First, there are parents who are widowed who actively choose to spend the rest of their lives bringing up and focusing on their children.
The implication that that is the wrong choice is cause for concern.
Equally, for some people it is a courageous decision to leave a marriage to protect their children, especially given the financial implications for women of making that choice.
There is a dichotomy at the heart of the issue.
When we talk about domestic abuse, how often do we hear the question, "Why doesn't she leave?"
However, when she leaves, it is implied that she is creating problems for her children.
One of the problems for lone parents is not the fact of lone parenthood in itself but the way in which we support them financially and give them economic opportunity.
When I was a teacher, there were a number of occasions on which youngsters were disturbed by the periodic reappearance of their father, who caused mayhem in their homes.
One young boy could not, when his father was at home, sleep for fear of what would happen to his mother and could not, as a result, learn the next day.
The Tories ought to move away from the glib suggestion that lone parenthood in itself is the problem.
If we wish to support families, we need to address how inequality and disadvantage are experienced, and how we can create economic opportunities, safe communities and safe families to allow people to thrive.
Yesterday we got information on a skills strategy, which did not reflect that
The enterprise strategy contains no responsibility for place or people and does not address the inequality that disproportionately leaves women as carers in low-paid jobs, with no recognition of their needs.
We need an education system that talks about more than buildings and class sizes, and which recognises that some of our children cannot even access education because of what is happening in their wider life.
We need to understand the particular pressures on different kinds of families, such as the families of disabled children.

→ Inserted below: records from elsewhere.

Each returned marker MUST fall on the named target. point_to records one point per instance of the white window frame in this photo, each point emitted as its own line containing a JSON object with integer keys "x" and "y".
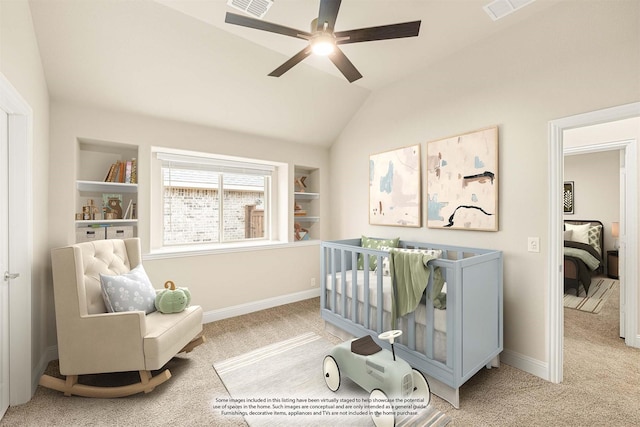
{"x": 275, "y": 201}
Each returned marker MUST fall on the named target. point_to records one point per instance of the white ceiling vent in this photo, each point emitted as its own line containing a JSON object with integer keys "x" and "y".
{"x": 500, "y": 8}
{"x": 256, "y": 8}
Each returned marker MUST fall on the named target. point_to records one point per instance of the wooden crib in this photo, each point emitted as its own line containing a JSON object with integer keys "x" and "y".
{"x": 449, "y": 346}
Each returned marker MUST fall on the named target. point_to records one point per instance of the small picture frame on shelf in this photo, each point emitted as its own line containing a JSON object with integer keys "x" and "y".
{"x": 112, "y": 204}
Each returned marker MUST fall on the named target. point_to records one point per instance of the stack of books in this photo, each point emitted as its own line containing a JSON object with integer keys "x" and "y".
{"x": 124, "y": 172}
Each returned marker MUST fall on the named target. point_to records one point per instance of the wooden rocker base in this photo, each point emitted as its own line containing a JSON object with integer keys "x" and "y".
{"x": 193, "y": 344}
{"x": 147, "y": 383}
{"x": 70, "y": 386}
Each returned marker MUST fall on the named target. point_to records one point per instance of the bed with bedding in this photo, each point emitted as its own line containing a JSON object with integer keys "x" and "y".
{"x": 451, "y": 315}
{"x": 583, "y": 253}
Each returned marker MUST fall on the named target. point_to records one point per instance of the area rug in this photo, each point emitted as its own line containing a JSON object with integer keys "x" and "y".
{"x": 282, "y": 384}
{"x": 599, "y": 291}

I regret that the Scottish Government did not step up to the mark in addressing the transformational change that is required to support those families and which would allow those children and their siblings to achieve their potential.
On kinship care, there is an issue with the benefits system, but the Scottish Government has a responsibility to address the huge diversity between what is offered to kinship carers in different parts of the country.
It has to recognise that the issue is as much about children's rights as anything else.
The SNP Government needs to recognise the vulnerability of funding to the voluntary sector, which will have a consequence for families.
There ought to be no sacred cows—nothing should be off-limits.
There should, rather, be proper reflection on what is happening, in order that our families can be protected.